When thinking about which patients could benefit from 3D modeling, Johnson says patient needs and the urgency of their condition are the top considerations.

"One-third to one-half of our patients has a more urgent need for surgery, so that increases the need for a model in a timely manner," Johnson says. "When the model is for use in a tumor board setting, the sense of urgency isn't as great. There's more of a thought process involved."

Nemours Pediatric General and Thoracic Surgeon Tamarah Westmoreland, MD, PhD, says there are cases where images are enough, especially when the surgeon is experienced; however, the depth added by using 3D models is "hard to replace."

"When it comes to tumor visualization, you can't appreciate the intimate nature of the structure without 3D modeling," she says. "It's also hard to replace 3D modeling when it comes to educating patients and families."

Johnson consulted with Westmoreland to determine benefits of 3D models over images in surgical preparation.

"Three-dimensional modeling prepares us by helping us know exactly what we're going to do," Westmoreland says. "We do not have to plan on the spot if we come across something unexpected. Instead, we've had imaging from radiology as well and the model. It is rehearsed, planned, and then executed without complication."

One example where 3D modeling was helpful for the surgeon was a case where a child had a large vascular mass in the retroperitoneum, with significant blood supply, located near the ureter. Consulting with Johnson, Westmoreland found that the model would be the best way to visualize the situation and come up with a solution.
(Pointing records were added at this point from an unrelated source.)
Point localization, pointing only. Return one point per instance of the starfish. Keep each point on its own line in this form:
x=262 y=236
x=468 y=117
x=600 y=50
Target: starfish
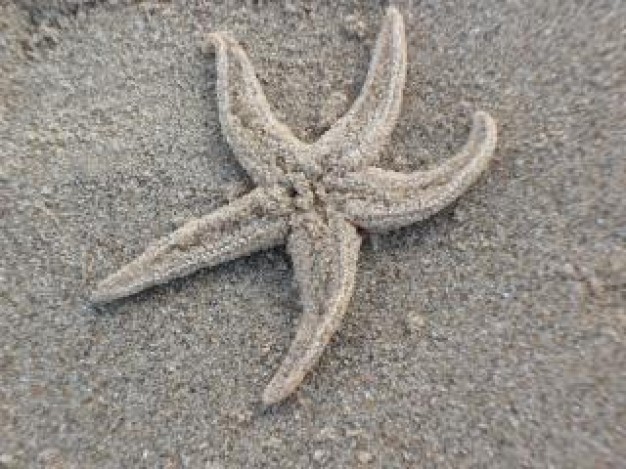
x=317 y=198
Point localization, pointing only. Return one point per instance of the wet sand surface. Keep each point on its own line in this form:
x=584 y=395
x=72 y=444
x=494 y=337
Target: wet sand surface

"Dr. Johnson would embolize the blood vessels but needed to see the exact location of the ureter," she says. "He could damage the ureter when dissecting the tumor. The 3D model was helpful in seeing where to cut, to make the case safe for the patient. The patient made a full recovery and is back to normal activity."
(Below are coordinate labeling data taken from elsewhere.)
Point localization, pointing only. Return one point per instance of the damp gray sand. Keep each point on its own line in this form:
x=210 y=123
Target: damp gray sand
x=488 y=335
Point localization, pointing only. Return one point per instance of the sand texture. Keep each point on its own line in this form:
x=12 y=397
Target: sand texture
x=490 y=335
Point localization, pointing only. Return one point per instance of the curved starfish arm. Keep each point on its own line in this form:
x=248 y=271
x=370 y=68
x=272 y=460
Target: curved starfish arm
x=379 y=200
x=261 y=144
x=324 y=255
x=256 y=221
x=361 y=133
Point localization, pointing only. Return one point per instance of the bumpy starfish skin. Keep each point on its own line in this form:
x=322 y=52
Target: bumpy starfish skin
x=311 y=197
She says in this case, the 3D model was helpful with not only surgery planning but also in showing the family what was wrong and what would occur during surgery to deal with the vascular mass.

Before 3D Modeling
In a world before 3D modeling, Westmoreland would spend her surgical prep time with radiologists, looking at CT scans and other images. Her next steps were in her head and required some artistic license.

"I would look at the imaging and imagine in my mind what the anatomy looks like in 3D," she says. "Then I would draw the patient's anatomy and share that drawing with the patient and their family."
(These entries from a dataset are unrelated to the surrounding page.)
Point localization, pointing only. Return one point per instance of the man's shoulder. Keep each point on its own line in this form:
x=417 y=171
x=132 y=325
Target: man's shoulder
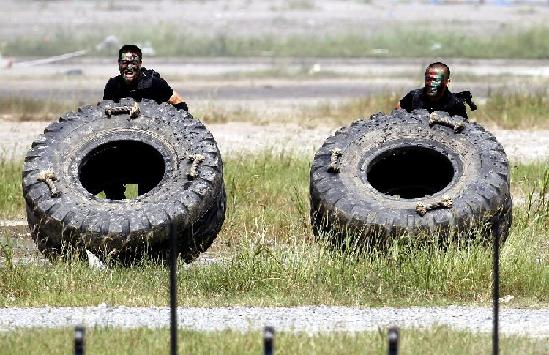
x=455 y=99
x=114 y=81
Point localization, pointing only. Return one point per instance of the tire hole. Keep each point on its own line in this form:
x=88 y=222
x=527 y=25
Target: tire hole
x=121 y=170
x=410 y=172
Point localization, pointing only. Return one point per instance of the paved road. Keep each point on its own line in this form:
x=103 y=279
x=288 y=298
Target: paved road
x=531 y=322
x=214 y=79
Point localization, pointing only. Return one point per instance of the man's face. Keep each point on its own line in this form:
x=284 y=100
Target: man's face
x=130 y=66
x=435 y=83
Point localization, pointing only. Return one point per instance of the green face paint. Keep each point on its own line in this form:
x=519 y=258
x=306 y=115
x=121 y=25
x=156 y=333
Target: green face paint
x=434 y=82
x=130 y=67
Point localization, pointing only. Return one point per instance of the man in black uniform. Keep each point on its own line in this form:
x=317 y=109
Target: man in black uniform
x=138 y=83
x=435 y=96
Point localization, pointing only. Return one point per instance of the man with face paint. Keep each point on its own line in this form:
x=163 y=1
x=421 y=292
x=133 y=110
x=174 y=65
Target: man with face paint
x=138 y=82
x=435 y=96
Having the 3D model helps Westmoreland establish a partnership with the family, by being able to show them what's happening with their child and then see the family gain an understanding of the situation.

"Informed consent should really be informed consent," she says. "You can show them images, but it's different when you can show them the situation in 3D. Three-dimensional modeling fills the gap between images and reality."

Lack of reimbursement remains a negative in the use of 3D modeling. The technology is expensive, and, without coverage, Nemours assumes all the cost. Manpower and the time involved can be negative factors as well, Johnson adds.

When it comes to treating young patients, however, there is an emotional level of care that goes beyond costs and the logistics of planning surgery for small-sized anatomies. Westmoreland points to the role medical modeling plays in easing parents' minds.

"The family trusts you to operate on their child," she says. "You need to deliver their child back to them fully intact and with the tumor gone. Three-dimensional modeling helps surgeons share their knowledge and gain parents' trust."

— Kathy Hardy is a freelance writer based in Phoenixville, Pennsylvania. She is a frequent contributor to Radiology Today.